More soon--in the meantime, photos from "Healing Your Deepest Wound" are now online (under "My Photos", also at right).
Anyway, it's clear that I don't even exist. He knows that I read his blog and I can't imagine any other reason for him to write me out of his life like that except to twist the knife. It's even more upsetting now because we're in a bit of a situation together and he knows that I really need his support. I just cracked. He can be cruel and I really feel like I don't want his support anymore because in the end, all he ever does is hurt me. I have been trying so hard to be patient with him, and to try to accept him on "his terms," but he insists on ignoring that I am a real human being with feelings.

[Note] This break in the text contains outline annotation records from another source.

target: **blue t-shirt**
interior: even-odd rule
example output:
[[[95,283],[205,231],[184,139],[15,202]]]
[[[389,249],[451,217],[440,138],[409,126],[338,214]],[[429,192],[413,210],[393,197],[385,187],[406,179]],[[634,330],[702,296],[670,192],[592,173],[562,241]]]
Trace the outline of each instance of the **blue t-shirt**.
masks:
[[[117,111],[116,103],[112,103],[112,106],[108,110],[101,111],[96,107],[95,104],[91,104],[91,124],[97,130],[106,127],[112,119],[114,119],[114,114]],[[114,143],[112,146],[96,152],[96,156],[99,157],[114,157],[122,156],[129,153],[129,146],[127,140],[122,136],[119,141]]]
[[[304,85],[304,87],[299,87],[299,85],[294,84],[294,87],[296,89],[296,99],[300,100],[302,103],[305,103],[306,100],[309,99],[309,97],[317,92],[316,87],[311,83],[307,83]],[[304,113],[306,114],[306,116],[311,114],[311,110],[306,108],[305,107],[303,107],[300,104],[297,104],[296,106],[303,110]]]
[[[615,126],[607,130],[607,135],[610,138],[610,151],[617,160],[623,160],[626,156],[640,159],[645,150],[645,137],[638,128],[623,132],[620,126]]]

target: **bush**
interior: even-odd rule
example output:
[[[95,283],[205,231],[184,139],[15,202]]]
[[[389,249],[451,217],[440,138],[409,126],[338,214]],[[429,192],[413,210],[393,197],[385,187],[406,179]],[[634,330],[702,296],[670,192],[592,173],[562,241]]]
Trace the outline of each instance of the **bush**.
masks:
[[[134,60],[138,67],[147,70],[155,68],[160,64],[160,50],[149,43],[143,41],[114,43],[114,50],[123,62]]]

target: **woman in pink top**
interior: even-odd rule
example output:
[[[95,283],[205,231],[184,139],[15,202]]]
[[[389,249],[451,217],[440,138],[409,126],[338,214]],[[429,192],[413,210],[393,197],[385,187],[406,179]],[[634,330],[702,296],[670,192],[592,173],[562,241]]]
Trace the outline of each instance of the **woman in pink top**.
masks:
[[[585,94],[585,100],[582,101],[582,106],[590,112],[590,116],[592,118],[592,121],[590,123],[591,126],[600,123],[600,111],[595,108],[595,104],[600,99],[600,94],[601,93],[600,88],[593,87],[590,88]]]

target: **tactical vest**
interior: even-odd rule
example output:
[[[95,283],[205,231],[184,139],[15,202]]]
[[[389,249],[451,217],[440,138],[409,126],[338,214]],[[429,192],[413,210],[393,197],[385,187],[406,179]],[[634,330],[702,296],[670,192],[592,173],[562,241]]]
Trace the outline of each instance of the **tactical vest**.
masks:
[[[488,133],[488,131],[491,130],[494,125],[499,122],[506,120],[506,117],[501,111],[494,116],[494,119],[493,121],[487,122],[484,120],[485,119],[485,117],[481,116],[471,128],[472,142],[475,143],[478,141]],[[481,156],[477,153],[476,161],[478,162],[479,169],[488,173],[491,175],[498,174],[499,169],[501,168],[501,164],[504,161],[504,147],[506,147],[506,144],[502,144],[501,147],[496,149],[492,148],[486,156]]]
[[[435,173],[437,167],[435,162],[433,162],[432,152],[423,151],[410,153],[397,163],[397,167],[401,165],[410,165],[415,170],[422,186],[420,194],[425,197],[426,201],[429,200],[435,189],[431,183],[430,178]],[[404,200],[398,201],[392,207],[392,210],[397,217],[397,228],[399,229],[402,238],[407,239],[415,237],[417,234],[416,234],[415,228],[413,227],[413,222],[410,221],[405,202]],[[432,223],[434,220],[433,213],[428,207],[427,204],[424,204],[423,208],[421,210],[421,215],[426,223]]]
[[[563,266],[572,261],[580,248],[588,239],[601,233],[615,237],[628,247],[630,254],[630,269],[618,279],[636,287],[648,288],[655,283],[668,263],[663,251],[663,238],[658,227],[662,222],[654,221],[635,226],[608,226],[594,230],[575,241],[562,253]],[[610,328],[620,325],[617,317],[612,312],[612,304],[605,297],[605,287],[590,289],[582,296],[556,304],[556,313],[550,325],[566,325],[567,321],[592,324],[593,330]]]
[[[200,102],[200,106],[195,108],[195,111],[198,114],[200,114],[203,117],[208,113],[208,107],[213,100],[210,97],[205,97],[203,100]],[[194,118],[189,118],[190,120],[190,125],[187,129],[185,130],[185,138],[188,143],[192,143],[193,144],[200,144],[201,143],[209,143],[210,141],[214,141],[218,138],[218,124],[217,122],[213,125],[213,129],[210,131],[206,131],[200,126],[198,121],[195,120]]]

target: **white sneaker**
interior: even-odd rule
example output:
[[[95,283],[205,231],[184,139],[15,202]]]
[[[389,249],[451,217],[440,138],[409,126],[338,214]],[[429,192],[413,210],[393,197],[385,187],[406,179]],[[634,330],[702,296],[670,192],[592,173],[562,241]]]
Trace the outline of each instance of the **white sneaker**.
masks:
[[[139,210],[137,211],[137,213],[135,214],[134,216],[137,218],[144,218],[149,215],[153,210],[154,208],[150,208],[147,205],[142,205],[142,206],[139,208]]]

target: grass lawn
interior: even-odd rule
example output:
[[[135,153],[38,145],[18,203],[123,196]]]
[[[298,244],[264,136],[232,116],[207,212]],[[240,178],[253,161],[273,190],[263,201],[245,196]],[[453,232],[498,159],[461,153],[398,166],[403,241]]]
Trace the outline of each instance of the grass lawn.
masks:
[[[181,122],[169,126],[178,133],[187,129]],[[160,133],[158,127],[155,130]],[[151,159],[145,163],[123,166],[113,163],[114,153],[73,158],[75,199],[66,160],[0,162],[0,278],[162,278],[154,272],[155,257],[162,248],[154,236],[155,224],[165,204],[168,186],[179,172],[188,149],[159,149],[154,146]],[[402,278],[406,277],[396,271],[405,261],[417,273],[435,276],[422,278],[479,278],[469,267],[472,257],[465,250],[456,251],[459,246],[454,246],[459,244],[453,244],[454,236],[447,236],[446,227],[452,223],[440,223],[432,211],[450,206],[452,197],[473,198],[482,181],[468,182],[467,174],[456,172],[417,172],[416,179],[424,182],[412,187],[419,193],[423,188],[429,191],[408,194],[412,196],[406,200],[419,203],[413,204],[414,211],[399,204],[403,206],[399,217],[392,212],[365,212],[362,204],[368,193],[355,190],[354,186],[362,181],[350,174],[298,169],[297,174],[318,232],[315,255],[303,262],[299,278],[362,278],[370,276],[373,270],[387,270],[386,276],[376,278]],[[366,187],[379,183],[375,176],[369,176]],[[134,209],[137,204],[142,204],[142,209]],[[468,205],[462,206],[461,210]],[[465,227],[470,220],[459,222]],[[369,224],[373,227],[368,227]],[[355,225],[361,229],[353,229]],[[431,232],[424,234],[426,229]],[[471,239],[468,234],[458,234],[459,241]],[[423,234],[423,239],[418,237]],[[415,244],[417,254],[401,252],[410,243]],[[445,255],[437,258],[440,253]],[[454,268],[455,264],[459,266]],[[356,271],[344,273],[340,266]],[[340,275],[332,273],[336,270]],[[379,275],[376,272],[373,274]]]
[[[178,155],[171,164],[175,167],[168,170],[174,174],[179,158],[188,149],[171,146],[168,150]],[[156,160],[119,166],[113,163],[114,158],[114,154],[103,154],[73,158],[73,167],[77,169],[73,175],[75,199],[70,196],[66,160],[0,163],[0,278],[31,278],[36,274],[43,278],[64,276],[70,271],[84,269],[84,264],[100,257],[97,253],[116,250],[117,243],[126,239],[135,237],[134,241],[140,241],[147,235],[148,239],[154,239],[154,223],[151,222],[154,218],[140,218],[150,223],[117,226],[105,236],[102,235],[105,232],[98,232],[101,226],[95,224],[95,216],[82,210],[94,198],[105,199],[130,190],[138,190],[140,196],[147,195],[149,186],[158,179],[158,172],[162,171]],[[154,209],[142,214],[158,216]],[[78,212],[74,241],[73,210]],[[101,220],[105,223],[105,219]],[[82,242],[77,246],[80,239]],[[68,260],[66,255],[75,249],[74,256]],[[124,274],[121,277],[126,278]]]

Even tonight when he called me--he woke me up in the middle of the night and didn't apologize for it. He just talked about himself for a while and then when I yawned said he was going to go watch Six Feet Under and have a cigarette. So much for me, my feelings or my sleep.
Anyway, I'm feeling a little tired again now, and want to take advantage of the possibility, so I'm going to jump back into bed.
Hope you're all having a better night than I am!
-sad hyde-
5 comments:
Ah Hyde. I'm so sorry he is such a cold heartless bastard.
This might just have to be the last straw.
He tosses the word love around like it's the word THE, he is selfish and self centered.
He should be there for you all the time if he is your friend, not just when it's convenient to him.
Nuff said...Sorry....but I know now and I'm pissed!
I read his blog before you posted it and I knew that had you upset, that is why I called you last night.
When you feel up to talking you know the #.
Take care of yourself. Put yourself first.
More important than Narc, how did that test turn out?
That girl's right, honey.
Remember he *is* a Narcissist.
He is a major cock-sucking trampwanking twat. You don't need someone like that in your life.